At Intwixt we see the most value in building intelligent, rule based bots that leverage both the rich, non-chat based UI experience (such the one offered by Messenger) and certain AI aspects such as NLP. While many platforms promote one approach over another, we see value in providing a framework that encapsulates the best of both: the programmed intelligence provided by the guided interactions and the artificial intelligence of NLP. Our process-first approach is capable of delivering the rules you need to define your bot's intelligence, while our integration-based architecture lets you tightly integrate the best NLP platforms available.
With this approach, the conversations are not modeled inside and served by the NLP service (API.AI, Wit.AI, etc.) but rather in a platform that provides a tight integration with the NLP service. The bots are fully functional and provide a very good, guided user experience without using NLP. However, NLP is critical for ensuring a great user experience even for rule based bots. That is, mainly for two reasons. First, it enables speech recognition. Second, it provides a user experience where the end user can, at any point in the conversation, break the conversation flow, change the conversation context and then resume the conversation flow without restarting it from the beginning. This feature has been coined Random Access Navigation by Shane Mac of Assist. A great post that talks about its benefits in more details, can be found here.

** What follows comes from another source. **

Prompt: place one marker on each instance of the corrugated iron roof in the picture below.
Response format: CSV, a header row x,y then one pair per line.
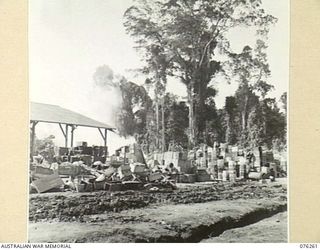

This style requires a different way of thinking about your bot implementation. First, you need to separate out and centralize the logic that deals with NLP from the rest of the logic. Then you have to think more about modularity and reusability and make sure that the conversation logic is “reentrant” (see below). Most of these things are quite difficult to get right from the beginning. Therefore, the platform that you're choosing for your bot implementation has to provide a very agile development model especially around designing conversations.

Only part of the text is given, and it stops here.